Sometimes we forget what it’s all about, particularly those of us who have delved often into the underbelly and extreme ends of metal. We become concerned with bands being “progressive” or having “depth” and “innovation”. We seek out those making tortured artistic statements; driving dark emotions into their work, or those who seek to push boundaries. Despite being the first to call others on it, we’re being too cool for school ourselves, and writing off bands who sit outside the self-constructed tick box boundaries of what a “good” band should do.
And then you see a show that brings it right back to the heart of what dragged us into this glorious, complicated but actually oh-so-simple melee of metal. You see damn-near every single person leaving drenched in sweat beaming from ear to ear, bro-hugging and congratulating the support band on the way out, clutching drum sticks, or set-lists or just reliving moments from the set just witnessed with their mates. THAT, despite how “cool” or “uncool” you think a band is or are, is the sign of a great gig.
Tonight’s show saw two bands play sets that belonged at a bigger (but not better) venue. Atreyu were warming up for Reading Festival and brought an arena headline performance to a 400 cap venue, while the spirited and lively Shvpes, with their powerful metalcore, won over a whole bunch of people who hadn’t heard much of them before, but will definitely do so now; a young band on their way to a bright future with pounding Parkway Drive riffs, Rage Against The Machine grooves and big, as in Goliath-sized, choruses, all led by livewire frontman Griffin Dickinson. Not just ones to watch, ones to pick up on now.
And Atreyu well and truly proved me a dingbat for sidestepping them all these years. This is what metal is about – a band connecting with an audience that love the music the band are playing, with band and audience just having a great time. Colchester Arts Centre’s growing reputation as one of the best small venues to play at was only enhanced as a “small” gig felt like a huge one, with the rapturous reception one usually reserved for a major headliner at a sell-out marquee show.

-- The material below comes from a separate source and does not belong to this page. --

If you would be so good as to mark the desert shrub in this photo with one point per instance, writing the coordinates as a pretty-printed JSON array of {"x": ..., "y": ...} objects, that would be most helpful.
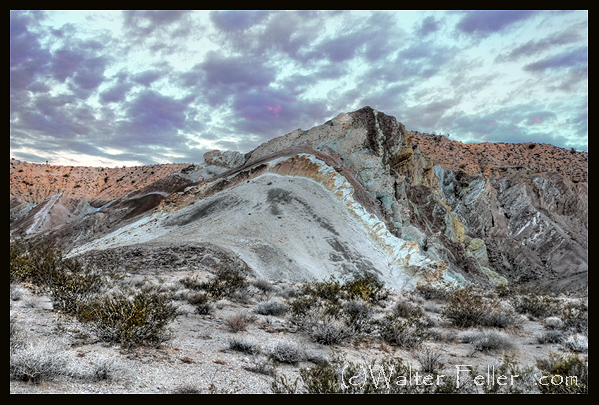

Make no mistake, warm up show or no, Atreyu brought it, peppering a ‘best of’ set with new, as yet unheard, tracks from their upcoming Long Live (Spinefarm) album, tracks that were lapped up like old favourites. Personal highlights, beyond the joyous atmosphere that left no horn unraised, were the slamming ‘You Give Love A Bad Name’ (never thought I’d see a moshpit like that to that song) and the pure rock-out jubilance of ‘Blow’.
The venue is a church and the congregation had come to worship, leaving invigorated and with happy souls.